This work is part of the Mungo series where the significance of black to the artist is reinforced with the words BLACK WINDOW in upper case at the top left. In the Mungo National Park a very important archaeological discovery was made in 1974 - human remains dating up to 68,000 years ago. At this site, a weathering experiment was set up to determine the deterioration of materials such as wood, bone and shell buried in the different layers of soil and every few years the results would be quantified. (Kriselle Baker).

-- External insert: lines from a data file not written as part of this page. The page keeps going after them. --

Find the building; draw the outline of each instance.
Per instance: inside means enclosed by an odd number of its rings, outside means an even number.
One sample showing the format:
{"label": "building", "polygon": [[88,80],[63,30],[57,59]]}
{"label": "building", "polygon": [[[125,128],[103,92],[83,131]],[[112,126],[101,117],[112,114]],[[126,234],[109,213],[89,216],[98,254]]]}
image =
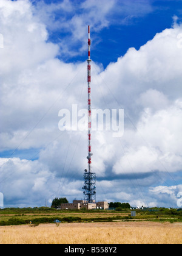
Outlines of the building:
{"label": "building", "polygon": [[104,210],[109,209],[109,204],[107,202],[98,202],[88,203],[84,200],[73,200],[72,203],[61,204],[61,209],[83,209],[87,210],[102,208]]}

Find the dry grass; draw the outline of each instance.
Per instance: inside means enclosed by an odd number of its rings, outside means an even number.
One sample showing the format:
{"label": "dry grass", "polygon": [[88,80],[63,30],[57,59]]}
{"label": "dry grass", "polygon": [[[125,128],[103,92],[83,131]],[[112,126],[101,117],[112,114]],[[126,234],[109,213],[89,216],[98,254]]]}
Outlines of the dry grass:
{"label": "dry grass", "polygon": [[1,244],[182,243],[182,223],[117,222],[0,227]]}

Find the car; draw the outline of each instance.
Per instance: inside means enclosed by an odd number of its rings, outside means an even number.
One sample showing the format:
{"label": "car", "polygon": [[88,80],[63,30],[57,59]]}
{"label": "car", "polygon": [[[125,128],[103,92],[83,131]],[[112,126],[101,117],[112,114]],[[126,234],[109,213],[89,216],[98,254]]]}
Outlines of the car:
{"label": "car", "polygon": [[59,221],[59,219],[56,219],[54,220],[54,223],[61,223],[61,221]]}

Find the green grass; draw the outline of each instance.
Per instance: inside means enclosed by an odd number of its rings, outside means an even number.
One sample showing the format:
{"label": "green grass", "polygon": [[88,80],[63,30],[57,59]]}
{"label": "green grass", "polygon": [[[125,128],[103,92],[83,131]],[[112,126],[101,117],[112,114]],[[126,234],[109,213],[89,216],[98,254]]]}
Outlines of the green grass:
{"label": "green grass", "polygon": [[130,216],[130,209],[121,211],[103,210],[56,210],[48,207],[7,208],[0,209],[0,226],[53,223],[58,219],[62,222],[133,221],[182,221],[182,211],[177,209],[150,208],[136,210],[136,216]]}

Above the words BLACK WINDOW stretches out two layers in different tones of a hazy grey seemingly above or beyond a shore with indications of light and sun. But Hotere, as is his wont, does not leave the viewer completely devoid of hope. The bed of Lake Mungo, dry as it was, revealed the length of man's existence, which it otherwise could not have done. Perhaps, too, some good will come eventually from the construction of the smelter. Hotere paints a swirling mass of red gold, the greatest symbol in sacred terms and the most important metal in economic and secular terms, on which is written in four groups of three in white the temperatures of the samples. The four Gospels added to our knowledge of the tri-partite Christian God; 4 x 3 = spiritual knowledge, and the results of these samples will also add to Man's knowledge not only in Mungo but in Aramoana as well. The length of Man's existence in Mungo becomes, in this Hotere work, an existential reflection on the quality of life in Aramoana: Black Window - Mungo at Aramoana.